Read The Trees Beyond the Grass (A Cole Mouzon Thriller) Online
Authors: Robert Reeves
CHAPTER 4
TONY FELT A
slight prick in his neck as he swung closed the red-painted wooden front door. “What the…hell?” He turned to see Poinsett with an empty needle in her hand. “You fucking bitch! I’ll kill you.”
Poinsett had acted too soon. He swung around with his right arm and backhanded her with his broad right hand. She fell to the brown shag carpet floor and tried to crawl away. Leaning down, he grabbed her left leg and pulled her from beneath an aged yellow table.
Poinsett panicked at the idea that she could become the victim. Standing over her, he whipped off his cap, throwing it to the floor and revealing his shaven head. “So you like it rough, huh?”
He unbuckled his belt and yanked it free of his jean’s loops when she kicked and spat back. “Go to hell.”
As he bent down to grab her legs again, he stumbled, falling hard to his knees. Poinsett pulled out a scalpel she had hidden in the strap of her bra during the car ride earlier and sliced the air, landing her last swipe across his left cheek.
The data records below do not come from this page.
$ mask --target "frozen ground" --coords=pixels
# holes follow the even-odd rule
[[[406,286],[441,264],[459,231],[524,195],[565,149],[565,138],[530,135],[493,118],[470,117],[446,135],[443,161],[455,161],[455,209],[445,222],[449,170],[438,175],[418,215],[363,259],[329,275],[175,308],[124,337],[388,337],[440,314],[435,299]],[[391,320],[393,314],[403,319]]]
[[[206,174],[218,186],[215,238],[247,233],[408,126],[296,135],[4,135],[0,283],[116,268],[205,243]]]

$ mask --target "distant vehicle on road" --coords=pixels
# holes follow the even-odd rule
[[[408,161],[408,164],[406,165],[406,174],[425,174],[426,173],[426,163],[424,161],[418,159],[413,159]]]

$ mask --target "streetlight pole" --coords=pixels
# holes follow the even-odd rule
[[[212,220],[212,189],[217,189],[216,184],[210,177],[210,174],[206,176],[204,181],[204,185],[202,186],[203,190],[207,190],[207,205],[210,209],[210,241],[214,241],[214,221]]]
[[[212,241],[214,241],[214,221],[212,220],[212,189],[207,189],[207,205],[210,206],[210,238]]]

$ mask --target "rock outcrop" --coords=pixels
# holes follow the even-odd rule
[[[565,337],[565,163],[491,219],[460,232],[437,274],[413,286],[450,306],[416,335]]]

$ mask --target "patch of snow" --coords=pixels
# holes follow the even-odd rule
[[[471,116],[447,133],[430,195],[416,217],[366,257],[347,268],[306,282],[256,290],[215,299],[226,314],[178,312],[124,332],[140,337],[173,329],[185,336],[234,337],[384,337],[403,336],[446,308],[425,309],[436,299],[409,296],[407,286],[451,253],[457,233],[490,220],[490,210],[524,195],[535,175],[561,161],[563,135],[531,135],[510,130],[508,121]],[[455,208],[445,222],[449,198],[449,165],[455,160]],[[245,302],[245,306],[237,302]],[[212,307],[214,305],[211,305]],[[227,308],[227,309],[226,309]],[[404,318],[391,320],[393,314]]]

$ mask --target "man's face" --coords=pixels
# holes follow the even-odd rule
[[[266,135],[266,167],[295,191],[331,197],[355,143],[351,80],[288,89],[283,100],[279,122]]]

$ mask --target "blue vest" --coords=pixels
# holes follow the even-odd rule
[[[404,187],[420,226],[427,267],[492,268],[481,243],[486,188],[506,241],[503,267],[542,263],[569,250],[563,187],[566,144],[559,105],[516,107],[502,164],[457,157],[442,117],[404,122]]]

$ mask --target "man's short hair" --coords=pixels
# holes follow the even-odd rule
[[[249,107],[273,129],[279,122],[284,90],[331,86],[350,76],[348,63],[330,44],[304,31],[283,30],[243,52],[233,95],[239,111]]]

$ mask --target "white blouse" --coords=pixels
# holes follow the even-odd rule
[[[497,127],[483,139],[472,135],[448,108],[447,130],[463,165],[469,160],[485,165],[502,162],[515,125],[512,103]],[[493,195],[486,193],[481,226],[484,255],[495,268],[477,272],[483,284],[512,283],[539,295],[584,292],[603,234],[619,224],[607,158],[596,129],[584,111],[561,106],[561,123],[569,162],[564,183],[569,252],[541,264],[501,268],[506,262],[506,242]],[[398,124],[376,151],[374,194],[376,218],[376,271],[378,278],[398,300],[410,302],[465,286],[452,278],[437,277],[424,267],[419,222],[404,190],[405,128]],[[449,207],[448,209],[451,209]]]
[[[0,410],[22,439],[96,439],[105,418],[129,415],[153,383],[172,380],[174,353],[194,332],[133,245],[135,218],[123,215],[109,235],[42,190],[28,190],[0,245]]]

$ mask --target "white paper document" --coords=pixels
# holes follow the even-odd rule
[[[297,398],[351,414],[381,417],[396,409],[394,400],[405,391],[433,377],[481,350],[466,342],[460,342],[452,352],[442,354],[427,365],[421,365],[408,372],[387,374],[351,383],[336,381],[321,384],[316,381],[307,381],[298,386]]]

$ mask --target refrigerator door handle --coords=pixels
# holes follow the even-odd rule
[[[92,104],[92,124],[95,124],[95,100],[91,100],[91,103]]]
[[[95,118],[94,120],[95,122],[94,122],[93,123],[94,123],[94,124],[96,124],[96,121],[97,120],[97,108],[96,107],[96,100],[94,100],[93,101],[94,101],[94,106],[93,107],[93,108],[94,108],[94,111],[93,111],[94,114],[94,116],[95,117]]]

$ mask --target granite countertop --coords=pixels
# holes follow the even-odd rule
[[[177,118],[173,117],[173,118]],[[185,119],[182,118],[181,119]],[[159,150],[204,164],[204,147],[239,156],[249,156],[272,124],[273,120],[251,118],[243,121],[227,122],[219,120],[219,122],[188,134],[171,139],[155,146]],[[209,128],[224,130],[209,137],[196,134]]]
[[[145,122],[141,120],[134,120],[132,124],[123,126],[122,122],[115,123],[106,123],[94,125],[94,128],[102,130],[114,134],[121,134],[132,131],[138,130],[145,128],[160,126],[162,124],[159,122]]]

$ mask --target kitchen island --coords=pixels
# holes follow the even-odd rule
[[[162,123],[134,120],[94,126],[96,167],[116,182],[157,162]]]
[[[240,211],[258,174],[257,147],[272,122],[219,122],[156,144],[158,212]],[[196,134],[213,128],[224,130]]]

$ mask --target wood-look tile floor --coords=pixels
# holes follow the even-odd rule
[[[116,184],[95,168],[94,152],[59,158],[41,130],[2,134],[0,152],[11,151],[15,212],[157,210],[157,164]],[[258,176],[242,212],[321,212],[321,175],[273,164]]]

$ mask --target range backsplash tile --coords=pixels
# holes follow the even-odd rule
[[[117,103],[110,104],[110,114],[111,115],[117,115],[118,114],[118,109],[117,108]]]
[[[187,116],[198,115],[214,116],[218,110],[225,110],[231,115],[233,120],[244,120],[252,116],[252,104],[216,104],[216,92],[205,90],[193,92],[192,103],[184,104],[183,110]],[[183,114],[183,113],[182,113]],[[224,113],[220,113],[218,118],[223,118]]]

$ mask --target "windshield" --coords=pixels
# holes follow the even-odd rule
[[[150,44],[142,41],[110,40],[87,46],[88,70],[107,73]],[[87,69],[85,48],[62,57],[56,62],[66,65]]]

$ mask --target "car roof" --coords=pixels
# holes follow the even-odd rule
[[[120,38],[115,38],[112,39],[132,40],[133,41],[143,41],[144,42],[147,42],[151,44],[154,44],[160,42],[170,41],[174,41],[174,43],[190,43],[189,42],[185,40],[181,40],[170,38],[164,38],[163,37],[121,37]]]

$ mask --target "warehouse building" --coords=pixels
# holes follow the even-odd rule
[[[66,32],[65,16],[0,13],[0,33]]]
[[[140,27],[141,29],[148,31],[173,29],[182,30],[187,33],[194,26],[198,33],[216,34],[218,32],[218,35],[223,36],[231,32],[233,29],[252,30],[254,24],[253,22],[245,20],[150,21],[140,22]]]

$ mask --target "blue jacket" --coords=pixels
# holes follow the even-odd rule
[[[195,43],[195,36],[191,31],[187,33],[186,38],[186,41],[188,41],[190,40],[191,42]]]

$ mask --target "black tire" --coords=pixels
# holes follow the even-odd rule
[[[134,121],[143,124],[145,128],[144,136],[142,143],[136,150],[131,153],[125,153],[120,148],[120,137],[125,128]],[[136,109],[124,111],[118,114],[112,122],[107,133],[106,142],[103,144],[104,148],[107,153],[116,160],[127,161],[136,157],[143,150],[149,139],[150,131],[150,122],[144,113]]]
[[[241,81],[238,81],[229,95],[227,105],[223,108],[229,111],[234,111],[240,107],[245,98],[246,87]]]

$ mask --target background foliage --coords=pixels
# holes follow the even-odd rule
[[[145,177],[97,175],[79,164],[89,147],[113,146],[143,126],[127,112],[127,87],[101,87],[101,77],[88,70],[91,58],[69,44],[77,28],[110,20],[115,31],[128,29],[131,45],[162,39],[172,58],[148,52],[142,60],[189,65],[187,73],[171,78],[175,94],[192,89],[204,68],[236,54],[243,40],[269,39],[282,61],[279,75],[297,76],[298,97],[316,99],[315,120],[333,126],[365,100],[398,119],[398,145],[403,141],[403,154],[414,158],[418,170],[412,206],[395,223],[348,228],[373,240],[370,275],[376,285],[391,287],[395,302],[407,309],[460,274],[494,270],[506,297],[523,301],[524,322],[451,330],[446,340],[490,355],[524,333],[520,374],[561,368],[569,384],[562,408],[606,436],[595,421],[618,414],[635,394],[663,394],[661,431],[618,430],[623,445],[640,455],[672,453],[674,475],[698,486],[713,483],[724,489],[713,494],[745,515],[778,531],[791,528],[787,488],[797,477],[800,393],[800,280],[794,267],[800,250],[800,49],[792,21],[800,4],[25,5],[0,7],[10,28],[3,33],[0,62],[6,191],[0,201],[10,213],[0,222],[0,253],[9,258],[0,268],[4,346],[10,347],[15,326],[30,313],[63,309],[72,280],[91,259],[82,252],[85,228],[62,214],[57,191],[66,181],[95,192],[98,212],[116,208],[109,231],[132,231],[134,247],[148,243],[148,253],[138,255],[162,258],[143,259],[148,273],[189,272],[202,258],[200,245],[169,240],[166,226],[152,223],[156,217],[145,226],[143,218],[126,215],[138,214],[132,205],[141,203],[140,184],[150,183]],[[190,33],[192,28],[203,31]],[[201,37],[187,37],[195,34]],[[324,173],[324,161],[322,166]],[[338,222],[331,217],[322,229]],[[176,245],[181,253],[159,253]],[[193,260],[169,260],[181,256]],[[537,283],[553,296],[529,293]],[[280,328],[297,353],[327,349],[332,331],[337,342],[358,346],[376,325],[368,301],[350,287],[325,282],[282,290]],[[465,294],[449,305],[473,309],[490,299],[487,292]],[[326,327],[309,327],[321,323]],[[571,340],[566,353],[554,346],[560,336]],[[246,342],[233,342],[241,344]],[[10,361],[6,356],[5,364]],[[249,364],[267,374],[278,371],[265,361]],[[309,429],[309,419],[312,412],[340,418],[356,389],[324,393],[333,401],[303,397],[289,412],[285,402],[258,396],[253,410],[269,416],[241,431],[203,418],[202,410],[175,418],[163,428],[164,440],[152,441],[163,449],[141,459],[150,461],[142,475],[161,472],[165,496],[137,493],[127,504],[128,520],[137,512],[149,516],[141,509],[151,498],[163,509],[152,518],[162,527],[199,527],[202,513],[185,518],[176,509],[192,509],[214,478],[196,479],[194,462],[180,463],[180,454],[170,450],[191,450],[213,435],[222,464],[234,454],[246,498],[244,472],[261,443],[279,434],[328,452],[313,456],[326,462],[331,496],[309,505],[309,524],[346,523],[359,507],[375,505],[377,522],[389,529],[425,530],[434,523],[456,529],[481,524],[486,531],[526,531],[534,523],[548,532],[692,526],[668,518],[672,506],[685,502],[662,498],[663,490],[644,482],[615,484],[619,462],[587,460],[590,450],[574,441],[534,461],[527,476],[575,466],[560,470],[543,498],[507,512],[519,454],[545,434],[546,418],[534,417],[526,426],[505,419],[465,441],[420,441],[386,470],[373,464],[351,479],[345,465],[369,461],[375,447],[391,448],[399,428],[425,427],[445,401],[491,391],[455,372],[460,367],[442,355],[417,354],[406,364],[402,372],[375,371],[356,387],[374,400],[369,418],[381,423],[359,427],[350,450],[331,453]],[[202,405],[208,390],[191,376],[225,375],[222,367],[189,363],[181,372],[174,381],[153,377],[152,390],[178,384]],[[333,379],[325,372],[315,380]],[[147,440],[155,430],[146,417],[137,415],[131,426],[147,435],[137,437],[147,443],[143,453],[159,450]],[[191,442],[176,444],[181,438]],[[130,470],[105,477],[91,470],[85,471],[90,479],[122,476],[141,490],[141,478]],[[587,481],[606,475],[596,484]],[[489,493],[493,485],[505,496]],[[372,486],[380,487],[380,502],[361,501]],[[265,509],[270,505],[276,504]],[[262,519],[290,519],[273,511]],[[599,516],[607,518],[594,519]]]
Tony screamed in pain and rolled to retreat. She jumped up and was on him, stabbing him below the ribs and in his stomach. He grabbed her right wrist, bending it back and forcing the blade to fall. He chased and within a second he had a hold of it, jabbing it like an ice pick into her. Then his body failed him.
Tony was helpless within a minute of being stabbed by Poinsett’s needle. He felt his body go lifeless and tumble down like a large tree that had been chopped low at its base. His head caught the corner of his glass-topped coffee table as he fell, causing a throbbing gash that consumed his head.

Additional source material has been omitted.